Though it has been a long-time coming, a new version of ReiserFS — Reiser4 — is scheduled to hit the open-source world in the next month or so. This new version is a complete rewrite from version 3 and brings "journaled" filesystems to another level. It is also the first salvo in an inevitable battle with Microsoft's Longhorn filesystem.
Reiser4 has a performance boost two to five times that of version 3, Hans Reiser, the program's author, told NewsFactor. The "atomic" filesystem ensures data integrity — crashes cannot corrupt file operations — and does it without a performance hit, because a new algorithm means data does not have to be copied twice. Reiser4 uses the faster "dancing trees" algorithm instead of the balanced tree algorithm previously used, so it is more space efficient than block-alignment filesystems, Reiser said.

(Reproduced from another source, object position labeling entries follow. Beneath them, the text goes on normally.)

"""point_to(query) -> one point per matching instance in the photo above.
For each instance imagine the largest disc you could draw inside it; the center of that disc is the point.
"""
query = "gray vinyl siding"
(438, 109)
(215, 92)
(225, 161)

Reiser4 also can scale to a large number of CPUs, because it uses "per node" locking. "We lock nodes in the tree that we need to modify while performing a [change to a file]," Reiser said. In version 3, the entire filesystem would lock, so multiple CPUs could not modify different parts of the tree simultaneously. Reiser4 also locks the tree from bottom up rather than top down. Most databases lock as much as they possibly need to, but Reiser4 only locks what it has to, Reiser said.
Reiser4 also features built-in encryption and compression plug-ins. Compression and encryption occur when data is "flushed" to the disk rather than with each write, Reiser said. Therefore, a frequently used file is not continually compressed and encrypted, hogging system resources.
The plug-in infrastructure of ReiserFS makes the system easily customizable, Reiser said. There are already researchers working on plug-ins that will give Reiser4 "security attributes that we couldn't have imagined," Reiser said. "We hope it will lead to all kinds of innovation," he added.
Namesys puts the ReiserFS code through a "strenuous" QA process before submitting it, Reiser noted. He said he has been working on Reiser4 for three years, and the program is about a month away from release. "Once it is submitted, I expect that it will be accepted [by the Linux community]."